General: Avoid Hypertension: Because of the potency of noradrenaline and the varying response to pressor substances, the possibility always exists that dangerously high blood pressure may be produced with overdoses of this pressor agent. It is desirable, therefore, to record the blood pressure every two minutes from the time administration is started until the desired blood pressure is obtained, then every five minutes if administration is to be continued.
The rate of flow must be watched constantly, and the patient should never be left unattended while receiving noradrenaline. Headache may be a symptom of hypertension due to overdosage.
Site of Infusion: Whenever possible, infusions of noradrenaline should be given into a large vein, particularly an antecubital vein because, when administered into this vein, the risk of necrosis of the overlying skin from prolonged vasoconstriction is apparently very slight. Some authors have indicated that the femoral vein is also an acceptable route of administration. A catheter tie-in technique should be avoided, if possible, since the obstruction to blood flow around the tubing may cause stasis and increased local concentration of noradrenaline. Occlusive vascular diseases (for example, atherosclerosis, arteriosclerosis, diabetic endarteritis, Buerger's disease) are more likely to occur in the lower than in the upper extremity. Therefore, one should avoid the veins of the leg in elderly patients or in those suffering from such disorders. Gangrene has been reported in a lower extremity when infusions of noradrenaline were given in an ankle vein.
Extravasation: The infusion site should be checked frequently for free flow. Care should be taken to avoid extravasation of noradrenaline into the tissues, as local necrosis might ensue due to the vasoconstrictive action of the drug. Blanching along the course of the infused vein, sometimes without obvious extravasation, has been attributed to vasa vasorum constriction with increased permeability of the vein wall, permitting some leakage. This also may progress on rare occasions to superficial slough, particularly during infusion into leg veins in elderly patients or in those suffering from obliterative vascular disease. Hence, if blanching occurs, consideration should be given to the advisability of changing the infusion site at intervals to allow the effects of local vasoconstriction to subside.

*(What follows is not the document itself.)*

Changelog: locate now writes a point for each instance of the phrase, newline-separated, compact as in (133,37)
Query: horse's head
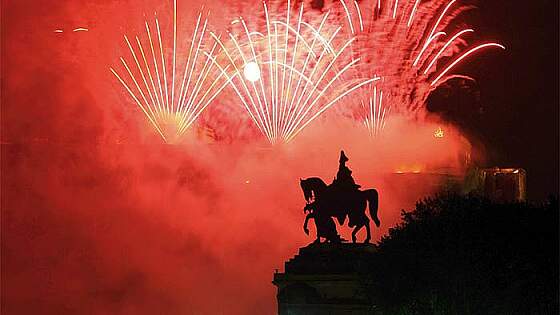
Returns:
(311,187)
(307,189)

Antidote for Extravasation Ischemia: To prevent sloughing and necrosis in areas in which extravasation has taken place, the area should be infiltrated as soon as possible with 10 mL to 15 mL of saline solution containing from 5 mg to 10 mg of phentolamine, an adrenergic blocking agent. A syringe with a fine hypodermic needle should be used, with the solution being infiltrated liberally throughout the area, which is easily identified by its cold, hard and pallid appearance. Sympathetic blockage with phentolamine causes immediate and conspicuous local hyperemic changes if the area is infiltrated within 12 hours. Therefore, phentolamine should be given as soon as possible after the extravasation is noted.